A recent report from Wired claims that schools across the U.S. are facing an epidemic of false school shooting reports, resulting in police SWAT teams arriving at schools filled with startled students and educators. 92 incidents in 16 states occurred in just three weeks of September according to research by Wired.
Wired reports in an article titled “A Swatting Spree Is Terrorizing Schools Across the US,” that sixteen states have collectively suffered more than 90 false reports of school shooters during three weeks in September, with police SWAT teams arriving at the schools.
At 1:15 PM on September 15, a man who identified himself as Tom Gomez called Sangamon County Central Dispatch in Illinois to report that two gunmen had shot a dozen students at Springfield High School. According to audio of the call obtained by WIRED, the man was specific. The caller, breathing heavily, told dispatchers that he was locked inside a math classroom with other students and that the two men, both dressed in blue pants and green jackets, were killing students in the adjacent classroom: room 219.
Within five minutes, Springfield Police were at the high school’s second floor, descending on the room where they were told a mass murder had occurred. The problem is that, according to police records, Springfield High doesn’t have a room 219. In fact, there was no shooting at all.
The dangerous hoax call was one of more than 90 false reports of active shooter incidents at US schools made during the second half of September, WIRED found. From Lincoln High in Dallas, Texas, to Lincoln High in Des Moines, Iowa; McArthur High in Hollywood, Florida, to Hollywood High in Los Angeles, these false reports are part of a disturbing spree of recent swatting incidents that crisscross the United States. While experts who study violence at schools say that false reports of shootings inspire copycats, state and local law enforcement officials say that many of these swatting attacks seem to stem from a single person or group.
Wired compiled a list of 92 false reports in 16 states between September 13 and September 30 from local news reports, police records, and interviews with state and local officials.
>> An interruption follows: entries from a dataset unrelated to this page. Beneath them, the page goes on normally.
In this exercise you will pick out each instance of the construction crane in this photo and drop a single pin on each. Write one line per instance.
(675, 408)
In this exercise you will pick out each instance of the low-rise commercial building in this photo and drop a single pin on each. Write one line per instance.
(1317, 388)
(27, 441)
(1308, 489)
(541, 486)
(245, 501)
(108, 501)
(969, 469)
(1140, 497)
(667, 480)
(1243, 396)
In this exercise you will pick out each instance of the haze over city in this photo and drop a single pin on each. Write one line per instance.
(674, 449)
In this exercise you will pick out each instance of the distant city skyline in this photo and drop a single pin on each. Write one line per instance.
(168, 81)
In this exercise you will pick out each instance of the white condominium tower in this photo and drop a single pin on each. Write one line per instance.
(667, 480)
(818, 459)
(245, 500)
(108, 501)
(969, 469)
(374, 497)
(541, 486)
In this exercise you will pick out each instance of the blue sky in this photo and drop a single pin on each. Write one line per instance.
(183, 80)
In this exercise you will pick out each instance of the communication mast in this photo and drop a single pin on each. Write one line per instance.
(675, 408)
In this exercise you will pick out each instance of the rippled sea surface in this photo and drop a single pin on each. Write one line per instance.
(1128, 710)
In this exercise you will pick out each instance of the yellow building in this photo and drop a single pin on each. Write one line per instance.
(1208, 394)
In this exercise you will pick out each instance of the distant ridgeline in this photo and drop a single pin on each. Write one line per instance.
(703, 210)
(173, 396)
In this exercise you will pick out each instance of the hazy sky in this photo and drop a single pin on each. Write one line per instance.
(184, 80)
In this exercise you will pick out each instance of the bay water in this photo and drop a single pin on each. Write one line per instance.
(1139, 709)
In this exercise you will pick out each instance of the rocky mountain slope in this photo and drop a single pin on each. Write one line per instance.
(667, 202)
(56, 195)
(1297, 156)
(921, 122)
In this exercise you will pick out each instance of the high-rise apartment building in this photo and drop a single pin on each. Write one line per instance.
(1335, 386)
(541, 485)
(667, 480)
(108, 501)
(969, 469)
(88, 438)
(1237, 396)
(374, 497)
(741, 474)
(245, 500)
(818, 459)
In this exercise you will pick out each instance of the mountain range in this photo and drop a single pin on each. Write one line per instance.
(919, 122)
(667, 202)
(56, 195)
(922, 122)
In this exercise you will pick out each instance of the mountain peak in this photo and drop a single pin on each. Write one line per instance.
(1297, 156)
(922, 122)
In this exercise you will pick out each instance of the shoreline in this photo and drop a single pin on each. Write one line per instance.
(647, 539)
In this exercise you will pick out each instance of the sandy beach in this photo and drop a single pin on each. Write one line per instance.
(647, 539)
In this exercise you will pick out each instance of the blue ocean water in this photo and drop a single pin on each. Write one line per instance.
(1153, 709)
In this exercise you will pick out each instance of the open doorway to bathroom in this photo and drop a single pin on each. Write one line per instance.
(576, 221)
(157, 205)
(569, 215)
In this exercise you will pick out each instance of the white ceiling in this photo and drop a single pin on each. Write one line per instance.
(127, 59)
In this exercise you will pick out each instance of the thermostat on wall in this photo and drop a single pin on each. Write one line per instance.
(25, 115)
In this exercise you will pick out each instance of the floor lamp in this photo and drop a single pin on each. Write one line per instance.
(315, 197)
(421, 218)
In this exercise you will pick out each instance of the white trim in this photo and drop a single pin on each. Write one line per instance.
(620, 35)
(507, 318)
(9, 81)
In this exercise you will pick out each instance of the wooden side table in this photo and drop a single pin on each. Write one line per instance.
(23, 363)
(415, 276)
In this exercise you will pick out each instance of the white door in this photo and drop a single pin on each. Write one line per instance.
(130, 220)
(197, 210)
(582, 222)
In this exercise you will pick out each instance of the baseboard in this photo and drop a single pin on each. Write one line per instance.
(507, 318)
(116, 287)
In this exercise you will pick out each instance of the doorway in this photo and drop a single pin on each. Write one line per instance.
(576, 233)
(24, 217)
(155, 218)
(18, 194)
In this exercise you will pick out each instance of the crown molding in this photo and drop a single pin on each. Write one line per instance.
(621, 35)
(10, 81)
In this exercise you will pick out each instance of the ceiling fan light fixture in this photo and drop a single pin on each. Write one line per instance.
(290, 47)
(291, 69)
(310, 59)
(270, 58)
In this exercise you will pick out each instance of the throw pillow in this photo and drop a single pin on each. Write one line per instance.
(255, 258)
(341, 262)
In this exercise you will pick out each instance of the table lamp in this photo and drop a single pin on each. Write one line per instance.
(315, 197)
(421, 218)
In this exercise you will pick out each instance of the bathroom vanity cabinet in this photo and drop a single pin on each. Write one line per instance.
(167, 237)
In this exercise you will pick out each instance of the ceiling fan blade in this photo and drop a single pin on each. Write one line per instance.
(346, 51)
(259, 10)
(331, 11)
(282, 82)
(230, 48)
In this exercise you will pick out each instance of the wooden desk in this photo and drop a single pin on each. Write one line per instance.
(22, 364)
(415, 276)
Many of the false reports aligned with data collected by the Educator’s School Safety Network.
At least 32 of the false reports appear to be linked to a single group or perpetrator. Of the 60 remaining calls, many were made within minutes of one another. Superintendent Drew Evans of the Minnesota Bureau of Criminal Apprehension, a statewide fusion center tracking these incidents stated: “There’s a lot of different technology that could make it appear to be a single person, but all the indications we have are that it’s either one person or a single entity.”